As an incredible coincidence, one of the 12 science fair projects in the truck belonged to R's brother E. R and I lived quite some distance apart, but the Detroit fair covered a wide geographical area. Given R's very common last name, I'm not sure how I suspected that E was R's brother. But I confirmed it with R one day in class, in a gloriously multisyllabic conversation.
Somehow I got it into my head that becoming pals with E in Denver would help me get to know R. However, E was not a particularly pally guy (I probably wasn't either), and this idea came to nought.
Despite the two drivers, the trip to Denver took the better part of a week. Though Bobb was understanding about having to shoulder the burden himself during that period, I was concerned about not doing my part for the term project. Fortunately, there was a separate but related assignment that involved implementing a certain non-trivial algorithm in the language processed by our compiler. We had to not only code the algorithm correctly, but also compile and run it with our own compiler and show that it produced the correct results.
I coded the algorithm on the road and mailed the paper copy to Bobb. (This was before widespread access to email.) He received it before my return, but discovered that the program gave the wrong answer.
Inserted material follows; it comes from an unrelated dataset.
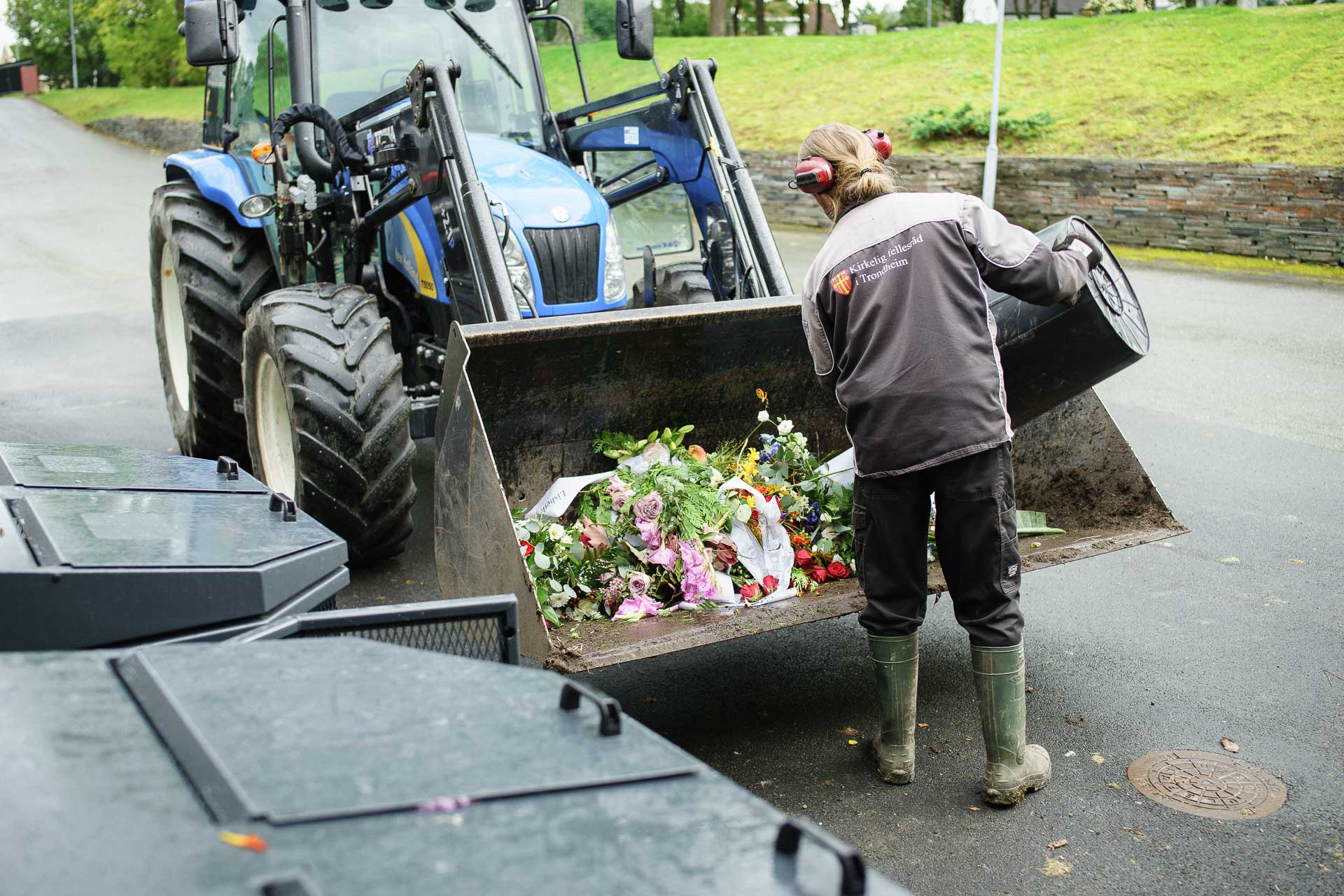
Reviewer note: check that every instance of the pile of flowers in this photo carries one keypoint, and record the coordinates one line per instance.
(654, 538)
It turned out that I had made a couple of errors in coding it and hadn't adequately desk-checked it; the compiler itself was correct. Bobb was able to fix the bugs, but the experience gave me a crumby feeling. Nowadays I'd say that the ordeal was due to violating the principle of testing only one thing at a time.
The Language
The language we implemented was a bastardized version of Pascal. When the course had originally been taught, the language was in fact a proper subset of Pascal. However, in subsequent years, to discourage cheating, the language had been tweaked so that each year it was significantly different than what it had been like in all previous years. (Years later, I worked with an MSU Computer Science instructor who pioneered automated checking of cheating on Computer Science assignments. I'm not sure that I like what this says about Michigan State U.)By the time I took the class, the mutated language's syntax was bizarre and displeasing. This made it all the more amusing to hear, at the end of the course, that one of the students was planning to market his compiler commercially. Not only was the language awful, but our compilers all ran quite slowly compared with commercial compilers. The student was concerned about intellectual property rights, thinking that perhaps the University would feel it owned the compiler he wrote for class. I guess he was ahead of his time in even considering this possibility. But he defiantly told the instructor that he was going ahead anyway, and wasn't planning on sharing his profits with the University. The instructor smiled and said he didn't think there would be a problem.
Epilog
Bobb and I did well in the class.
R got married - to a guy in Colorado, I heard - shortly after the end of the last course in the sequence. Sigh.
I went on to use compiler technology in a couple of projects years later:
- In 1996, I developed a PHP-like language for a mainframe web-enabling product, IntraGate. I wrote its processor using flex and bison. But there was no machine code generation; it just interpreted the generated tuples.
- In 2009, I developed a programmable task processor for a file transfer product named MOVEit Central. The source language, which was meant to be generated by the GUI front-end, used XML syntax. I accidentally wrote its parser while playing around with the Microsoft XML DOM API one night.
I still dream of writing a compiler for a real language, perhaps the surprisingly obscure CYBIL (19MB PDF), which I once thought was really cool.